Some artistes are struggling to adjust and to come up with new strategies that work and may soon be forgotten as the internet has become this big creative workspace and distribution channel.
What are the new ways that artistes and their handlers need to grasp? The new strategies go beyond posting on Facebook and YouTube.
There are many platforms available to artistes for them to reach a global market, collaborate and grow their music.
There is a need to engage and incorporate young, innovative, informed, tech savvy people into one’s management team to complement and boost the drive and navigate the new space.
Artistes and their managers will need to identify key industry players, the digital activators and engage them.
The artistes and their team need to have a strong rapport with key players in the industry especially in the new media.
The attitudes among the artistes need also to change as they cannot bank on past glory of being a big artiste who has a big physical following.
An artiste is as big as their catalogue, brand, relevance and at most their last release.
The bulk of music consumers on digital platforms are young people and these young people are loyal to good, unique content and visuals matter the most.
This generation is more exposed and spoilt for choice and variety than ever before.
There is a new crop of artistes emerging and these will definitely give once-big artistes a run.

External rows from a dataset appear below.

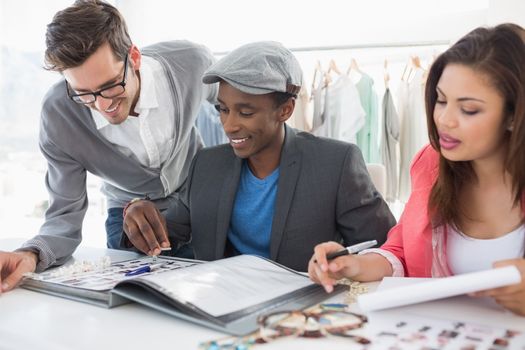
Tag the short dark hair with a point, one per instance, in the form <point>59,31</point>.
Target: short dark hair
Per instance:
<point>499,54</point>
<point>279,98</point>
<point>79,30</point>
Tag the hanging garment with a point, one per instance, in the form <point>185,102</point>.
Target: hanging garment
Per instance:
<point>367,137</point>
<point>413,135</point>
<point>301,117</point>
<point>343,113</point>
<point>318,108</point>
<point>209,125</point>
<point>389,141</point>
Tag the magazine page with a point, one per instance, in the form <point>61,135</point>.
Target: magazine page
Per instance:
<point>224,286</point>
<point>102,275</point>
<point>437,288</point>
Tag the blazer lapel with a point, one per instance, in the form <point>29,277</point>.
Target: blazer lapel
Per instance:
<point>227,198</point>
<point>290,167</point>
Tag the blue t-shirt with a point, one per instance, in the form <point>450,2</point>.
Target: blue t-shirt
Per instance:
<point>251,221</point>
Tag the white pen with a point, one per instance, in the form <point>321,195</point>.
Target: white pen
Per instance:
<point>352,249</point>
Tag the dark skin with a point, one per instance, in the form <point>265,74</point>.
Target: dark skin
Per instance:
<point>255,128</point>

The fresh talent is working so hard and slowly disrupting the space using the internet.
The likes of Holy Ten, Poptain, Mark Ngwazi, Anita Jaxson, Jøy, Sharonrose, Nutty O, Thandy Dhala, Awa, Probeatz, Ananya and more are very hungry, exposed, innovative, fresh and forward thinking.

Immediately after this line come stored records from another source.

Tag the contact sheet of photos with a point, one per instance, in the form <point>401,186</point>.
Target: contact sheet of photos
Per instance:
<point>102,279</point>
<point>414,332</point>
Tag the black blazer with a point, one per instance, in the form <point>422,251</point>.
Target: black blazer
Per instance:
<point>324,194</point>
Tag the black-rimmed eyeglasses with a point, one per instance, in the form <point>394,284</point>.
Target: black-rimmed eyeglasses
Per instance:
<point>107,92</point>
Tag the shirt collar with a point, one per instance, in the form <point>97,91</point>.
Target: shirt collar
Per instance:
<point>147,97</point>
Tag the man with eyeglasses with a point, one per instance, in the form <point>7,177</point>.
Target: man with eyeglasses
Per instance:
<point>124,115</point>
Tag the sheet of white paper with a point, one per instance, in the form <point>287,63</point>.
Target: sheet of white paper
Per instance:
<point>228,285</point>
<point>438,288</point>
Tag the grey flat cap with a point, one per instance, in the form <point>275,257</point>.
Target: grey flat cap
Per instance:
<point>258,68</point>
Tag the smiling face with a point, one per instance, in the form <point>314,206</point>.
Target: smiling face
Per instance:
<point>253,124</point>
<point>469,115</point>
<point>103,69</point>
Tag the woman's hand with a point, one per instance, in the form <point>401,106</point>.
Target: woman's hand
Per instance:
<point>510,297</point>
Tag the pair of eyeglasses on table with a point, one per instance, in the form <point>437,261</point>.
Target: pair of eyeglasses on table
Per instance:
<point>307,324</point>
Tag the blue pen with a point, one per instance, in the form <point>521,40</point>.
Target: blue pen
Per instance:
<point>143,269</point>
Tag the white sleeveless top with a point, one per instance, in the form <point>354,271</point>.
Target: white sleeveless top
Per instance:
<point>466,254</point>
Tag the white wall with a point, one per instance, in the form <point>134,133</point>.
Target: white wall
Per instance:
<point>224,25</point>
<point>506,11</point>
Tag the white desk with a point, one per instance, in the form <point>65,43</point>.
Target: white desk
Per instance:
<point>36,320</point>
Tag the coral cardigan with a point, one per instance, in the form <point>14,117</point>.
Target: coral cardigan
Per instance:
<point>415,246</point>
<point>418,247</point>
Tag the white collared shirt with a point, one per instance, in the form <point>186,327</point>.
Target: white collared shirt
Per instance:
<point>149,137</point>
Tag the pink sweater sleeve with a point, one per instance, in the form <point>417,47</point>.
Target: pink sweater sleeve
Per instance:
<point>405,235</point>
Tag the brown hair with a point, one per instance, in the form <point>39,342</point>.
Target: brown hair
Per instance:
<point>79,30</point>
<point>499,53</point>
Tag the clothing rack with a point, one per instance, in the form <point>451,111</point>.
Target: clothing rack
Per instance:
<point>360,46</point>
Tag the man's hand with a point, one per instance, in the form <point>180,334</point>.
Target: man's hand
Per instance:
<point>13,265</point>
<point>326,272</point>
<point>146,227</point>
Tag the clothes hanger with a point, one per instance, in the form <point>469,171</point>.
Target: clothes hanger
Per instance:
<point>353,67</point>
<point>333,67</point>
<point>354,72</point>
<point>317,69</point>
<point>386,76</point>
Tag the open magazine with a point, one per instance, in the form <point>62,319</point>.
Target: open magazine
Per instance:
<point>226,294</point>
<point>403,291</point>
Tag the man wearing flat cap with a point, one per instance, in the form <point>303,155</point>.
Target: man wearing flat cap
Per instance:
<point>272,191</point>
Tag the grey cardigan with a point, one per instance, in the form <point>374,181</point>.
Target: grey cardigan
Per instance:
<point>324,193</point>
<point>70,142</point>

The “big” artistes need to read the writing on the wall. While their discography, following will fuel them for some time, there is no guarantee that this is sustainable.

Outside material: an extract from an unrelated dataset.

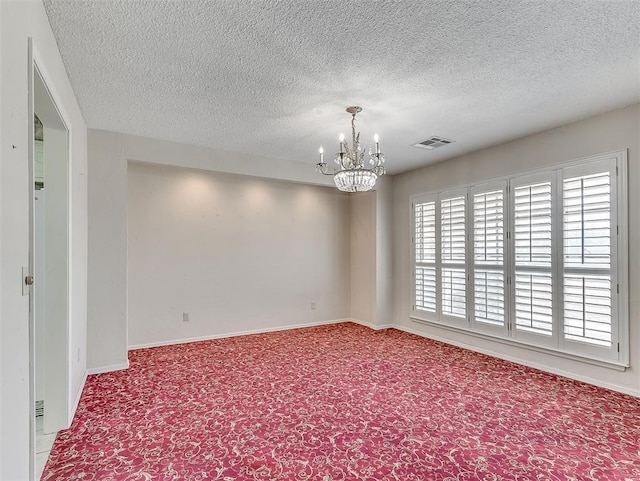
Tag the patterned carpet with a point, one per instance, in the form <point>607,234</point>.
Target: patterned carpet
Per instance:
<point>342,402</point>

There is a need for one to have a crop of new artistes that they assist to grow, associate with and they do not have to see the new generation as mere competition.
The more established artistes should not block their growth, but help them to grow through collaborations, support, motivation and sharing of ideas.
Such acts will help the already established artistes grow their goodwill, music, following and longevity to their relevance.
Active engagement with all stakeholders is paramount and this has to be a continuous process.
A passive content creator will attract a disconnection and the same goes for artistes whose communication is only one way. In simple terms, talk to people, talk to your fans, the media, promoters and anyone who matters to your craft.
Have a working public relations strategy and brand development plan, engage and do not wait for people to look for you.
The artistes and their teams need to continuously gather creative intelligence and be proactive.
Individualism will not work especially for an industry that was already fragile before COVID-19 hit.
There is a need for participation, collective engagement and to have a voice on key issues that affect the sector, issues such as government policy, royalties, copyrights and others.
Artistes in Zimbabwe often have a docile tendency and apathy towards important issues.